Following these actions, the protocol computes the total amount of stake as the sum of delegated stake plus the storage fund. Call the share of delegated stake $\alpha$.

1. During each epoch: Users submit transactions to the Sui platform and validators process them. For each transaction, users pay the associated computation and storage gas fees. In cases where users delete previous transaction data, users obtain a partial rebate of their storage fees. Validators observe the behavior of other validators and evaluate each other’s performance.
1. At the end of each epoch: The protocol distributes stake rewards to participants of the proof-of-stake mechanism. This occurs through two main steps:
1. The total amount of stake rewards is calculated as the sum of computation fees accrued throughout the epoch plus the epoch’s stake reward subsidies. The latter component is optional in that it will disappear in the long run as the amount of SUI in circulation reaches its total supply.
1. The total amount of stake rewards is distributed across various entities. Importantly, remember that the storage fund is taken into account in the calculation of the epoch’s total stake. However, the storage fund is not owned by any entities in the way that delegated SUI is. Instead, Sui’s economic model distributes the stake rewards accruing to the storage fund – a share $(1-\alpha)$ of the total stake rewards – to validators in order to compensate them for their storage costs. Of these rewards, a share $\gamma$ is paid out to validators while the remaining $(1-\gamma)$ is used to reinvest in the fund’s capital. Finally, assume that validators charge a commission delta% on SUI token holders as a fee for delegation. The split of stake rewards across participants is given by:

$$ DelegatorRewards \ \ = \ \ ( 1 - \delta ) \ \times \ \alpha \ \times \ StakeRewards $$

$$ ValidatorRewards \ \ = \ \ ( \ \delta\alpha \ + \ \gamma (1 - \alpha) \ ) \ \times \ StakeRewards $$

$$ Reinvestment \ \ = \ \ ( 1 - \gamma ) \ \times \ ( 1 - \alpha ) \ \times \ StakeRewards $$

## Stake reward distribution and incentives

Sui’s gas pricing mechanism together with its delegated proof-of-stake mechanism jointly deliver an efficient economic model whereby validators are encouraged to operate smoothly with low but sustainable gas fees. A specific validator v receives stake rewards equal to:

$$ ValidatorRewards(v) \ \ = \ \ RewardShare(v) \ \times \ ValidatorRewards $$

Where the RewardShare(v) is determined in the gas price mechanism. Note that SUI token holders receive the same share of stake rewards as their delegate validator. Specifically, SUI token holders delegating at a validator v obtain rewards equal to:

$$ DelegatorRewards(v) \ \ = \ \ RewardShare(v) \ \times \ DelegatorRewards $$

On net, this design encourages validators to operate with low gas price quotes – but not too low or else they receive slashed stake rewards. Consequently, Sui’s gas price mechanism and delegated proof-of-stake system encourages a healthy competition for fair prices where validators set low gas fees while operating with viable business models.
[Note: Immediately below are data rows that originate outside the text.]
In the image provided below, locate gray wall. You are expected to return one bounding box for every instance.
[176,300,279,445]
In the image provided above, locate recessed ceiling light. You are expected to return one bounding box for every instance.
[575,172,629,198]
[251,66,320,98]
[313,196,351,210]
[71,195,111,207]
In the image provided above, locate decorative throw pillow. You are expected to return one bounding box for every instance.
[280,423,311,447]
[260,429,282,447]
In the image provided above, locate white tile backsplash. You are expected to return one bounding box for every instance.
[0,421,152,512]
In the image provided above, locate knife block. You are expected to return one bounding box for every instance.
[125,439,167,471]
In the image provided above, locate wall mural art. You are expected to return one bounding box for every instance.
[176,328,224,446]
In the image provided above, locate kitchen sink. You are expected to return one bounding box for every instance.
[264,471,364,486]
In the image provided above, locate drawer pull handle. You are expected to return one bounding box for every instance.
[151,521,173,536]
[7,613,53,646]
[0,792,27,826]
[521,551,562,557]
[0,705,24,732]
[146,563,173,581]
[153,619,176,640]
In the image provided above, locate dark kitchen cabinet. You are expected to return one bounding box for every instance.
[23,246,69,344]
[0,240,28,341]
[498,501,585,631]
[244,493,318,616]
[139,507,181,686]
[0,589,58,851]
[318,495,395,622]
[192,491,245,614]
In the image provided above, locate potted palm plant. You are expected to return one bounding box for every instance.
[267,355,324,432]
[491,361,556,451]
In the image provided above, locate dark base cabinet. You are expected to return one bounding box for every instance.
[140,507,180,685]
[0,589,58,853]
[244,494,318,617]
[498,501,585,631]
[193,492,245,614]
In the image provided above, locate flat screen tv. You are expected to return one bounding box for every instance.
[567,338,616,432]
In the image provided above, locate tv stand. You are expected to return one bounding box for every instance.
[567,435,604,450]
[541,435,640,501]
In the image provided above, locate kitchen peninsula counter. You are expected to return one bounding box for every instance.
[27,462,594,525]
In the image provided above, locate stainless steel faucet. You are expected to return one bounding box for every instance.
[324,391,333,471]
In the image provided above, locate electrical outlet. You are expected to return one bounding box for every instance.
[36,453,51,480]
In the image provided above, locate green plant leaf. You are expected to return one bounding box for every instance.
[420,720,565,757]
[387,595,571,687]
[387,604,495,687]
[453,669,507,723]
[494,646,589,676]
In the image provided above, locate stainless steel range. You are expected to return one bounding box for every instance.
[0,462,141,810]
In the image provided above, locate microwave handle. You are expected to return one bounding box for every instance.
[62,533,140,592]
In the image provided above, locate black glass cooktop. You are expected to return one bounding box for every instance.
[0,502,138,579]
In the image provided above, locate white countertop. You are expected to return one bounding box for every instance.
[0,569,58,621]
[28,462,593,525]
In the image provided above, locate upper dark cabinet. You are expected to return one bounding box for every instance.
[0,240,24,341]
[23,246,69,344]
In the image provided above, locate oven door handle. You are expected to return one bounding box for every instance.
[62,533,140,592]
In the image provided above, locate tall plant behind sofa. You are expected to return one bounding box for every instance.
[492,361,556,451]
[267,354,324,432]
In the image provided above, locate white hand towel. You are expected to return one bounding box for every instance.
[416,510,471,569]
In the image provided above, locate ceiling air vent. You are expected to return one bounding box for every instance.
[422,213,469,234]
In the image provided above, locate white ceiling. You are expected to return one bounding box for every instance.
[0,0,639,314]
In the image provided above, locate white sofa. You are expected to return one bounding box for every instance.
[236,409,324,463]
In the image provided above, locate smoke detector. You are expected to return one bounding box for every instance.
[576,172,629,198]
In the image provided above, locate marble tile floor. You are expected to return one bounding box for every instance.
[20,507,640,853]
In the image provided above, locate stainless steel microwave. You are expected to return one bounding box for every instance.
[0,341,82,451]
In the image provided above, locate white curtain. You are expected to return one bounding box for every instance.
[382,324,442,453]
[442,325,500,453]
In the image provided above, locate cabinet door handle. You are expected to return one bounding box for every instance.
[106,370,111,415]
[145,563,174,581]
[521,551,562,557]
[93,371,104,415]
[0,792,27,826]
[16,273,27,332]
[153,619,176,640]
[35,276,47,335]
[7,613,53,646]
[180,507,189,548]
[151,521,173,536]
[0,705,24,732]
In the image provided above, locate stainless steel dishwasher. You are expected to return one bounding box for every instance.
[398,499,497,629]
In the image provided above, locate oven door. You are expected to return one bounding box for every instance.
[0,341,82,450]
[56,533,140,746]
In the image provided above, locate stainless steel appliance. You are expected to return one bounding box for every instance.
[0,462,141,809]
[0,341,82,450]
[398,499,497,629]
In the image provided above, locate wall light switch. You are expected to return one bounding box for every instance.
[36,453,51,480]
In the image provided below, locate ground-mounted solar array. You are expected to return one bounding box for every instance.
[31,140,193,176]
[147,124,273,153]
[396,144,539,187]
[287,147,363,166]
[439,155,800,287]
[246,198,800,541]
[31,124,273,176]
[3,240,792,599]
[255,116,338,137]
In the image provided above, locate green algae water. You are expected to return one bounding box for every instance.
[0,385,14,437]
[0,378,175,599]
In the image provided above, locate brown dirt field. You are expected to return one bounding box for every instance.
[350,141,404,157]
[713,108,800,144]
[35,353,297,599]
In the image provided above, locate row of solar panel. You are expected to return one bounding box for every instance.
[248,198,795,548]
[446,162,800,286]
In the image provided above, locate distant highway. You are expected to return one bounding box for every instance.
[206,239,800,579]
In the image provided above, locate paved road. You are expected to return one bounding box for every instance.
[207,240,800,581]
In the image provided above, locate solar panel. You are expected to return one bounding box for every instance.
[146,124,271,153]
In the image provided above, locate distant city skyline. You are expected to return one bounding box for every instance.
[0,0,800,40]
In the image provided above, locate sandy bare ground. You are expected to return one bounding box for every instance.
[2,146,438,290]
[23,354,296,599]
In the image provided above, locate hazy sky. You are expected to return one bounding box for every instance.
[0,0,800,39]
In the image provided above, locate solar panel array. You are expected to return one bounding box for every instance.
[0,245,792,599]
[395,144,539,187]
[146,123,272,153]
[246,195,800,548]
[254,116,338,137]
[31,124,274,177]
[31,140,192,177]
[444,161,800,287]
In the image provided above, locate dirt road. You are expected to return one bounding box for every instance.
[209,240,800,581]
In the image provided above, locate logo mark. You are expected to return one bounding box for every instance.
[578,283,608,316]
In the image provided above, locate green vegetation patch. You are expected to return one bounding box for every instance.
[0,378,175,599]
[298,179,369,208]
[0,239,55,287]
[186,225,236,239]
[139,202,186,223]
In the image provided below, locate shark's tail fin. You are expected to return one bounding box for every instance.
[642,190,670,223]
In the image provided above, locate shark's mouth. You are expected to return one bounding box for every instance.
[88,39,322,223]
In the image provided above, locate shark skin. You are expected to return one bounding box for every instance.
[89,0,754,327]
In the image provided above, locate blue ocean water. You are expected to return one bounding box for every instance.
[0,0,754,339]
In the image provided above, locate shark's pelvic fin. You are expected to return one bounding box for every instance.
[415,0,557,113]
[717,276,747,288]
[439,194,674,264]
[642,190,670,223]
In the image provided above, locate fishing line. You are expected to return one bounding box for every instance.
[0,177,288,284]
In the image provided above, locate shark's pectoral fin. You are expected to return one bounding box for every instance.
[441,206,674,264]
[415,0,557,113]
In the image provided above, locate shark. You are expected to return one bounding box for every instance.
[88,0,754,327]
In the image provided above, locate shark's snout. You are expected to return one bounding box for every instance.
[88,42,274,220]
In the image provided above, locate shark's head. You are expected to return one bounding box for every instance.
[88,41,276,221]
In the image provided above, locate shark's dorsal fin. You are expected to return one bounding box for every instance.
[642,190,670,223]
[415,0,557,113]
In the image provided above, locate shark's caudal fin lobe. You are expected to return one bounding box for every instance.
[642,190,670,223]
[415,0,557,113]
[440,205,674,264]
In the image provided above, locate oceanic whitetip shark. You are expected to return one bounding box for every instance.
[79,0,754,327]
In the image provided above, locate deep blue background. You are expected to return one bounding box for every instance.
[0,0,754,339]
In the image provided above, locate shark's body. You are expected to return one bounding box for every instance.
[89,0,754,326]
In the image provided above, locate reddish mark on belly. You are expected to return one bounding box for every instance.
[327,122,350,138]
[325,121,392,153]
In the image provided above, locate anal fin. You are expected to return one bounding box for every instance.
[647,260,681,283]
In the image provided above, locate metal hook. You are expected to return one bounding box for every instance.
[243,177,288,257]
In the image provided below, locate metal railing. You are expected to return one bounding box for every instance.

## Sui tokenomics conclusion

Sui’s economic model bestows Sui users with an important monitoring role. On the one hand, users want their transactions to be processed as quickly and efficiently as possible. User clients such as wallets encourage this by prioritizing communication with the most responsive validators. Such efficient operations are compensated with boosted rewards relative to less responsive validators. On the other hand, SUI token delegators receive the same boosted or penalized rewards as their delegate validator. An unresponsive validator is thus doubly exposed to Sui’s incentives: they lose directly through slashed rewards and indirectly through reduced delegated stake in future epochs as stakers move their tokens to more responsive validators.

<!-- Footnotes themselves at the bottom. -->

## Notes

[^1]:

This should not be confused with deleting past transactions. Activity on Sui is finalized at each epoch boundary and thus past transactions are immutable and can never be reversed. The type of data that can be deleted is, for example, data corresponding to objects that are no longer live such as an NFT’s metadata, tickets that have been redeemed, auctions that have concluded, etc.